4) Advance the Action:

Make sure you don’t get bogged down in the details.  Keep people moving smoothly through beginning, middle and end.  Otherwise, you’ll lose people to the jillion other options they could be exercising at this time.  No good.

5) Foreshadow What’s Coming:

This comes in line the overall strategy of moving someone through your presentation’s beginning, middle and end.  You always want to be alluding to a money shot.  Now depending on how well you use all the elements you and I have been talking about in part one of this series as well as this one, will determine whether you end up with a headboard cracking climax or a pre-mature, fizzled out, disappointment.

This is why if your offer sucks, even great copy won’t help you.  The offer determines 40% of the success of a promo, the list another 40% and the last 20% goes to what you’ve written or spoken.

Make sure that all your great stories aren’t getting someone excited for a let down but putting together an offer that makes people feel like YOU’RE getting screwed in the interaction.  And of course give them a great reason why you’re willing to load them up with way more value than you’re asking for.  You know if what you say sounds like bullshit or not so put your consumer hat on and use your best judgment here.
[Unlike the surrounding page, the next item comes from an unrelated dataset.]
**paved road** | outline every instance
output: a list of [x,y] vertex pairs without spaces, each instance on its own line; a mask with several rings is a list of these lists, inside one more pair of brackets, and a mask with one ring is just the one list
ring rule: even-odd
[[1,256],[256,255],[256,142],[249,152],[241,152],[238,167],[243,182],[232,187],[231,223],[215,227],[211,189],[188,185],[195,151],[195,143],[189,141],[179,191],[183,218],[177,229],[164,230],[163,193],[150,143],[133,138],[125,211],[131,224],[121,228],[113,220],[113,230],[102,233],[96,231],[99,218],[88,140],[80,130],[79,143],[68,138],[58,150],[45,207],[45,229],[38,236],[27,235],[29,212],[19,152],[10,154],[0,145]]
6) Have an Emotional Impact:

I may have mentioned this or not in the first part of the series, but just in case I didn’t I’ll leave you on this quote that stuck with me for probably over a decade now from one of my first success mentors, the late Jim Rohn:

“I like a good movie.  I like a movie that touches me.  Make me laugh, make me cry, just don’t leave the same as when I walked in.”

When you market using what you and I talked about here, you’ll be sure to touch your audience.